The big-budget feature film version of LAND OF THE LOST turns out to be an amiable summer popcorn movie, enlivened with eye-popping production design, impressive make-up and special effects, enthusiastic performances, and a handful of good jokes. Unfortunately, the best moments are all on view in the various trailers and film clips available on the Internet, which makes the experience of watching the complete film somewhat disappointing. It’s not bad, but for a film that seems to have been constructed simply to string together a series of laugh-out-loud comedy set-pieces, the results are oddly muted, mostly mild chuckles dispersed at discrete intervals. Without a strong story to engage the audience, LAND OF THE LOST winds up feeling disjointed and episodic, but at least it is so eager to please that you wind up wanting to like it perhaps a bit more than you actually do.
The basic premise is ripe for classic comedy: Will Ferrell plays a discredited scientist who builds a machine that warps him into another dimension where past, present, and future co-exist, and faced with numerous dangers, he inevitably makes the wrong decision about everything. Chief among those dangers is Grumpy the Tyrannasaurus Rex with a brain the size of a walnut (but wait till you get a look at the size of walnuts in the Land of the Lost!j).
As long as LAND OF THE LOST sticks to Grumpy, Chaka the ape man, and so forth, it is reasonably amusing. It starts to go astray when a new plot element is introduced: it’s not enough that our characters want to get home; they have to save the universe from an evil villain. Ho-hum, where have we heard that before?
Occasionally, director Brad Silberling seems uncertain of what tone to strike. Although LAND OF THE LOST is marketed as a family film, there are a few slightly crude jokes (like having Chaka cop of feel of the leading lady’s breasts). And as if to convince us that this is not just a silly comedy, Silberling gratuitously tosses the severed arm of an ice cream vendor who pops into the Land of the Lost just long enough to be devoured by dinosaurs. If the intent was to convince us that the film’s jeopardy is realy, it fails, coming across like a bad joke.
Ferrell is funny as the pathetic paleontologist. Also good is Danny McBride as someone accidentally roped into the time travel adventure, who offers his ordinary guy reactions to the scientist’s blase acceptance of wild and amazing sights around them. Anna Friel is mostly given the straight woman role (she is even reduced to damsel in distress at the end), while the guys get to do all the funny stuff. Leonard Nimoy provides the voice for one briefly seen Sleestak character.
Judging by the footage seen in trailers and clips that does not show up in the actual film, LAND OF THE LOST was shot with a free-wheeling, improvisatory style. No doubt, much of this footage will show up as deleted scenes on the DVD. Too bad with all that extra footage, the editor couldn’t come up with 100 great minutes for the theatrical version.

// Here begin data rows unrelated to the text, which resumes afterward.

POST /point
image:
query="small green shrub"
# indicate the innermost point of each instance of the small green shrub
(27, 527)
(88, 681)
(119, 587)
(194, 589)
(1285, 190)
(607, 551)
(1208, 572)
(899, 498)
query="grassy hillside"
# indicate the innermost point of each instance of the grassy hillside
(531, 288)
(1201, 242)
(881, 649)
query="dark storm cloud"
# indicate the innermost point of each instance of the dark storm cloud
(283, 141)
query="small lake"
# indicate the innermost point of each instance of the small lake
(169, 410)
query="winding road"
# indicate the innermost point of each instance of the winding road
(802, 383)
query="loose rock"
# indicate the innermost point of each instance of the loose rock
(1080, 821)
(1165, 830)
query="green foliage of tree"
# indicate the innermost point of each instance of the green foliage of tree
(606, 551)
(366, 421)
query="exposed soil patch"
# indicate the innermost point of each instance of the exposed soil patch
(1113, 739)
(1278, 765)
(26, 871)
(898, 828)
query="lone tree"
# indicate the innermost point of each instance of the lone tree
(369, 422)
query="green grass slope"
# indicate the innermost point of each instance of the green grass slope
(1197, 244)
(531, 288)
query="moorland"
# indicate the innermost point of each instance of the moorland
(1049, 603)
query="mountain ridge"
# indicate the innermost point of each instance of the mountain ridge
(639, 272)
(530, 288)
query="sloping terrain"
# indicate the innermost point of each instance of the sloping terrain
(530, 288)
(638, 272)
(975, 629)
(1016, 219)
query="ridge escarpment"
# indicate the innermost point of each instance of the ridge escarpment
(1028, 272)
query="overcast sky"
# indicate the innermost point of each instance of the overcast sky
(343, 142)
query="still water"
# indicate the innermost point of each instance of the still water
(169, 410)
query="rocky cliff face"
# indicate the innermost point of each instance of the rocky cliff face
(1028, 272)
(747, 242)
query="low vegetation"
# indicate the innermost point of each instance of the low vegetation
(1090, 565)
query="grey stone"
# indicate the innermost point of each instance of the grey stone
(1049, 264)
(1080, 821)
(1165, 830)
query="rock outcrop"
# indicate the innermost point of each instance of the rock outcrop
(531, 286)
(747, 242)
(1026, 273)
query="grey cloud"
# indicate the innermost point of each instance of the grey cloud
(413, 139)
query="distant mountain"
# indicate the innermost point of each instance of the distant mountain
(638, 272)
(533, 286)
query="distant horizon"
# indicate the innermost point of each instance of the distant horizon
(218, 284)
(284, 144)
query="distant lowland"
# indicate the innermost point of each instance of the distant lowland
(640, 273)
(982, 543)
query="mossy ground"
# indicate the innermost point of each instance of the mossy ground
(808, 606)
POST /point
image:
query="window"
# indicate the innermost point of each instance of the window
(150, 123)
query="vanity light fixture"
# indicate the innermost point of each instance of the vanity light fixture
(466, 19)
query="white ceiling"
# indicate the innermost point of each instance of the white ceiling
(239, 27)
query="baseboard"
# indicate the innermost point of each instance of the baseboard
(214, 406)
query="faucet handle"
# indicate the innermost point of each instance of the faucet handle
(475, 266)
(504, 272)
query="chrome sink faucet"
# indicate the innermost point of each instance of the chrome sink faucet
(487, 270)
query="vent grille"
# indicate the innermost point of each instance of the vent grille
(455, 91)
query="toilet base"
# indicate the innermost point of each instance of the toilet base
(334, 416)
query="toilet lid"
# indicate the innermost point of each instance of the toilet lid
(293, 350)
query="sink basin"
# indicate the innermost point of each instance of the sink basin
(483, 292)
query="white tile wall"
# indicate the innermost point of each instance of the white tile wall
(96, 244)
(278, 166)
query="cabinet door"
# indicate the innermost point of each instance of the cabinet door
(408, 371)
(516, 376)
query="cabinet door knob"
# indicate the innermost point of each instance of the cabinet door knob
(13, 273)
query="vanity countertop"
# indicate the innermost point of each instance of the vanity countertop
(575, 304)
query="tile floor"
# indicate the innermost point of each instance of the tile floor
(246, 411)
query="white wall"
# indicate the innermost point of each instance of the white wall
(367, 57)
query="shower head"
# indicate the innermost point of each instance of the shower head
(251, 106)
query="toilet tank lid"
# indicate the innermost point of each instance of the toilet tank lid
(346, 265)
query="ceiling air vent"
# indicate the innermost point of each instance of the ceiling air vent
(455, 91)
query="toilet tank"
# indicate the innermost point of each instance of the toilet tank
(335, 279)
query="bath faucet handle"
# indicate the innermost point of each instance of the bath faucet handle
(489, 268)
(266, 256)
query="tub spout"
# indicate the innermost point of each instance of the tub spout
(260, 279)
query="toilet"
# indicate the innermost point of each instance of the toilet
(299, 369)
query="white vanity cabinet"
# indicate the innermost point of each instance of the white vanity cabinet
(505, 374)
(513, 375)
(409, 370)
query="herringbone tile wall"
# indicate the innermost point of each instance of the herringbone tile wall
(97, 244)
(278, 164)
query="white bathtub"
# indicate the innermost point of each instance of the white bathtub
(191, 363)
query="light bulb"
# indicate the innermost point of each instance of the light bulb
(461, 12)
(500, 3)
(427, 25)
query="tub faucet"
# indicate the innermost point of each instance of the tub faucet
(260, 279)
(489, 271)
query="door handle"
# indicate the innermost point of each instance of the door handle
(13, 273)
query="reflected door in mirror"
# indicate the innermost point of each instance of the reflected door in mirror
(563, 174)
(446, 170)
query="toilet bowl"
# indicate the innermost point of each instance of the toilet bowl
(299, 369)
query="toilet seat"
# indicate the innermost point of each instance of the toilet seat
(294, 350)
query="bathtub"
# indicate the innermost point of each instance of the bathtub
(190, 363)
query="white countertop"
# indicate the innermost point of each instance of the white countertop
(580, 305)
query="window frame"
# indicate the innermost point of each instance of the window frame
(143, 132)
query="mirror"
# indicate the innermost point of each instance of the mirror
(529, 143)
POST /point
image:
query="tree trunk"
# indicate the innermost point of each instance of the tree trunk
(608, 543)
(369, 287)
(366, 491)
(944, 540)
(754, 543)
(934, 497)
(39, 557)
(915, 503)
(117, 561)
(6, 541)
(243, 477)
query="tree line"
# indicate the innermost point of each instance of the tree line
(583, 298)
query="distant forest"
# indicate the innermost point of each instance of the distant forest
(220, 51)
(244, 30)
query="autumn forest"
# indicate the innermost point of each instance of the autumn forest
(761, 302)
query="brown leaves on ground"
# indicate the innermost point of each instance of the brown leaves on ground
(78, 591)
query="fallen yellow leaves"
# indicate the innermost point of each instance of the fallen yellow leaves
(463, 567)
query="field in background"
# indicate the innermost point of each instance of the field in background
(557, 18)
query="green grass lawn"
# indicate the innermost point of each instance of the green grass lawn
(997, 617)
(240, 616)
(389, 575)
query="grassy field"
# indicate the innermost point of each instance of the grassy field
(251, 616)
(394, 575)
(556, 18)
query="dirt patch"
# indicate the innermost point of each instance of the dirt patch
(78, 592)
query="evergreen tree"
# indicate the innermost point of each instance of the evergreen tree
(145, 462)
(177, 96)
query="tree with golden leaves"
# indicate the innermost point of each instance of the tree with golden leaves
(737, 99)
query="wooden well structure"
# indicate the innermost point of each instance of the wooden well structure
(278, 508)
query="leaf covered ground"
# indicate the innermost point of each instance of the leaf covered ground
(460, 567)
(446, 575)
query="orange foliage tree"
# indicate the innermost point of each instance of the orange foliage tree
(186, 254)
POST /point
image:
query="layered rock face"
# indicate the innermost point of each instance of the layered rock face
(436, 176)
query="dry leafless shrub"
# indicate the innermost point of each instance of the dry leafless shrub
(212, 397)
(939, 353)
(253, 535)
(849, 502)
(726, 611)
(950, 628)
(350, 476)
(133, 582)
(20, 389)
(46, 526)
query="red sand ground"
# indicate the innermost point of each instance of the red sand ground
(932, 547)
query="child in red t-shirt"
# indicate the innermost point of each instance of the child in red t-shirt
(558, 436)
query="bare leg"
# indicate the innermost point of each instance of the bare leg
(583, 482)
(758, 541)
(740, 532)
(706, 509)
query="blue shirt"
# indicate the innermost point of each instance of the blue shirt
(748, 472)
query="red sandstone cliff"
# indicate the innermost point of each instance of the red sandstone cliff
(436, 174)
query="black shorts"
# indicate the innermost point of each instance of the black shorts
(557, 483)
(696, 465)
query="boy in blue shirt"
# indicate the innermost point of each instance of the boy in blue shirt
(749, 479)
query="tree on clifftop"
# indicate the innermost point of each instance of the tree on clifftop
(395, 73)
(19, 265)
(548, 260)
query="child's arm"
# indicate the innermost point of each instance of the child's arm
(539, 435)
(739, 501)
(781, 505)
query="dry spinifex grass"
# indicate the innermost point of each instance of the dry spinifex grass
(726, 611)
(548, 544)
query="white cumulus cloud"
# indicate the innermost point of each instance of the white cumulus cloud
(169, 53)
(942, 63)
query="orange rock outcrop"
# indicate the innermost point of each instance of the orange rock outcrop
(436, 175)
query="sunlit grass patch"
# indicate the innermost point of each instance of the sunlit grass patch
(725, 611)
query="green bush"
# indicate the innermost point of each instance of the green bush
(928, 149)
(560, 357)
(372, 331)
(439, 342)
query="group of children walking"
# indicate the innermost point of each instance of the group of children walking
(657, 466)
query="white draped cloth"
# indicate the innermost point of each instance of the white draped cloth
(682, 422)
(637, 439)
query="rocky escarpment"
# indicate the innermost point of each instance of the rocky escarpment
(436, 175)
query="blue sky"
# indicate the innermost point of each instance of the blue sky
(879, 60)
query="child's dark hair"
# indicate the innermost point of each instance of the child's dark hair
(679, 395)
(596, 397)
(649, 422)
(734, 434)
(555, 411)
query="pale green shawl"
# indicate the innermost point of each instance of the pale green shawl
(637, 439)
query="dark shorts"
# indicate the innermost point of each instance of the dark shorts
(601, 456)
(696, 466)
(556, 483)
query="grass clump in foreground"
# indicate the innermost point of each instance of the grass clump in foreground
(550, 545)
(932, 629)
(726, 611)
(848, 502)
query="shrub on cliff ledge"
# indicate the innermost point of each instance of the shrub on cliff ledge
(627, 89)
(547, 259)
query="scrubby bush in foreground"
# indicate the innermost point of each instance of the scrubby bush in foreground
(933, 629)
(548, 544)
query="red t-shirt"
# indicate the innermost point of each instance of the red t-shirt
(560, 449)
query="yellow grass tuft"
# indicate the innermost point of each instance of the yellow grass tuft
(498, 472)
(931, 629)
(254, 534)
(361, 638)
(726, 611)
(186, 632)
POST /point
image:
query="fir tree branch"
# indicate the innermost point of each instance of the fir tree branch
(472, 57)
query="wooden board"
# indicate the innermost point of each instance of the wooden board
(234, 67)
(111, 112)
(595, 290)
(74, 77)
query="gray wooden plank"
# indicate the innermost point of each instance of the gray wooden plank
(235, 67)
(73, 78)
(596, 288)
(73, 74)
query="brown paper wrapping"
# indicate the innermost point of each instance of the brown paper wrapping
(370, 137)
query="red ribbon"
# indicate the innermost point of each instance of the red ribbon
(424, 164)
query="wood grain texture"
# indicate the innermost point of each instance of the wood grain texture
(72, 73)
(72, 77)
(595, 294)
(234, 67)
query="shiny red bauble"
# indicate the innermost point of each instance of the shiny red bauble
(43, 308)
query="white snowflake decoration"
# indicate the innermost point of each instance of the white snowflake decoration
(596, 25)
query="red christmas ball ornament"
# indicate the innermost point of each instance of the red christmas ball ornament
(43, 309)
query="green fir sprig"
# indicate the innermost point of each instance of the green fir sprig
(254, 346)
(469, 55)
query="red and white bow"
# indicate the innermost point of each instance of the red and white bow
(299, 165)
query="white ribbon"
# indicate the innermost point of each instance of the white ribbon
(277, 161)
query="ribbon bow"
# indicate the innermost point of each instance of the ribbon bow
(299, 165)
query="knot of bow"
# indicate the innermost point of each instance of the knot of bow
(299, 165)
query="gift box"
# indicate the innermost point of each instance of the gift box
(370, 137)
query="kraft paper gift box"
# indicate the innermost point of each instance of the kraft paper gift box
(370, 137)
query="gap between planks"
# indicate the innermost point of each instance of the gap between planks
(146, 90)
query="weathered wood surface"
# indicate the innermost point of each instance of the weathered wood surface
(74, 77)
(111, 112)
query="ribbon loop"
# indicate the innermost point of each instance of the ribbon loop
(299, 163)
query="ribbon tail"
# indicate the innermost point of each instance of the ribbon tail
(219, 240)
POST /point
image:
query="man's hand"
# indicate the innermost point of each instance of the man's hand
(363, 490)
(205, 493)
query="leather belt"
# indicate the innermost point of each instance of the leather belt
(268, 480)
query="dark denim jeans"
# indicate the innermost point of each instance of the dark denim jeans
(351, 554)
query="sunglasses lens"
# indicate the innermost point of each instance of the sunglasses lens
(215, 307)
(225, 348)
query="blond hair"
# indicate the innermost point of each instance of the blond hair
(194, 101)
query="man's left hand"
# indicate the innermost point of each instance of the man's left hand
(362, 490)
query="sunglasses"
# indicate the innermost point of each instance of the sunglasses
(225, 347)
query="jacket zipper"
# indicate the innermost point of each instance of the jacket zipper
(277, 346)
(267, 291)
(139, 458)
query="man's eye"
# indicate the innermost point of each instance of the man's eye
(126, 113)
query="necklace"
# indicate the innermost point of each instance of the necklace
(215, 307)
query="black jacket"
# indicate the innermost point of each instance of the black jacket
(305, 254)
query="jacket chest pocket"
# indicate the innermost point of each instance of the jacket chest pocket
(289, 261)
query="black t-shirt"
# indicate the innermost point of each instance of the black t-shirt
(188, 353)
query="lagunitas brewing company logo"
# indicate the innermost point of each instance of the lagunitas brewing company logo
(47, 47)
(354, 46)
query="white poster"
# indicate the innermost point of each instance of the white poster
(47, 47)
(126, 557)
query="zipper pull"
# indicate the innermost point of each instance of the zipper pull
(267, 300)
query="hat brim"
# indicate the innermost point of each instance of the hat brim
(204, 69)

UPDATE: I just wanted to add that any film that not only contains the line “Matt Lauer can suck it” – but also makes Matt Lauer himself say it on screen – deserves at least some small measure of appreciation.

Grumpy the T-Rex reaches for some snack food.
Grumpy the T-Rex reaches for some snack food.

LAND OF THE LOST (2009). Directed by Brad Silberling. Screenplay by Chris Henchy & Dennis McNicholas, based on the Land of the Losttelevision series by Sid & Marty Krofft. Producers: Jimmy Miller, Sid & Marty Krofft. Executive Producers: Julie Wixson-Darmody, Daniel Lupi, Adam McKay, Brad Silberling. Cast: Will Ferrell, Danny McBride, Anna Friel, Jorma Taccone.